A military analyst in Ukraine said even if the Russian landing in Transnistria does take place, it will not signify a change of the Kremlin’s military fortunes.
“They will not succeed in anything. They will have to put up with a defeat,” Anatoliy Lopata, former head of Ukraine’s General Staff of the Armed Forces, who currently serves as an adviser to Zelenskyy, told Al Jazeera.
He said Russia is running out of servicemen, military equipment, and ammunition – while Ukraine keeps receiving military, financial and diplomatic support from the West.
Mykolaiv and Odesa
In early March, the Kremlin claimed “complete” control over its largest trophy so far – the city of Kherson, capital of an eponymous southern region that borders annexed Crimea and once provided the arid peninsula with most of its water.
But Moscow’s offensive in Mykolaiv and Odesa, two southwestern regions that lie on the way to Transnistria, have been far less successful – if not outright ridiculous.
Moscow landed troops in the town of Chornobaivka – whose bottleneck location west of Kherson makes it the only way to advance towards Mykolaiv – 17 times.
But each time, Ukrainian drones and cruise missiles wiped out the landing parties that became the brunt of jokes and memes.
Russian forces launched dozens of missiles on Mykolaiv – a major shipbuilding centre – but have failed to storm its administrative capital.
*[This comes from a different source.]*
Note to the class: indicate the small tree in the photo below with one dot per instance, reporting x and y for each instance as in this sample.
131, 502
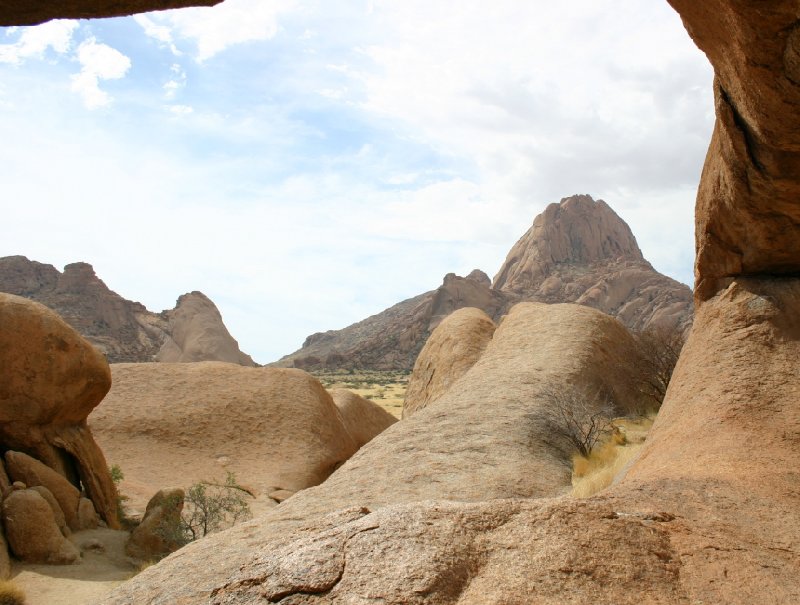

Earlier this week, they suffered heavy losses between Mykolaiv and Kherson and retreated from five towns.
Russian warships blocked the coast off Odesa, but attempts to land paratroopers there without the support from ground forces have been a fiasco.
‘Blocked like an appendicitis’
And the arrival of sophisticated Western missiles endangers Russian military installations in Crimea.
“If the Odesa region is not occupied, [Ukrainians] will cover the entire areas of the Black and Azov seas with new missiles,” Igor Strelkov, a former “defence minister” in separatist Donetsk, told the News.ru publication on April 22.
“It is impossible to safeguard Crimea without liberating Odesa,” he was quoted as saying.
Russian military pundits admit the difficulty of seizing the increasingly fortified region and compared it to a surgery.
“Odesa is blocked like an appendicitis, but I think we will get to it in its turn,” retired Russian General Vladimir Shamanov told the Argumenty i Fakty newspaper on April 20.
The city of Odesa looks like an especially coveted war trophy. It used to be czarist Russia’s largest seaport and a major culture hub comparable to New Orleans in the United States or Beirut in Lebanon.
The city gave birth to generations of musicians, writers and satirists well known in the former Soviet Union. And many there ridicule Putin’s plans with a very endemic sense of humour.
“He will get tired of swallowing his own tears and snot,” a Ukrainian serviceman told Al Jazeera.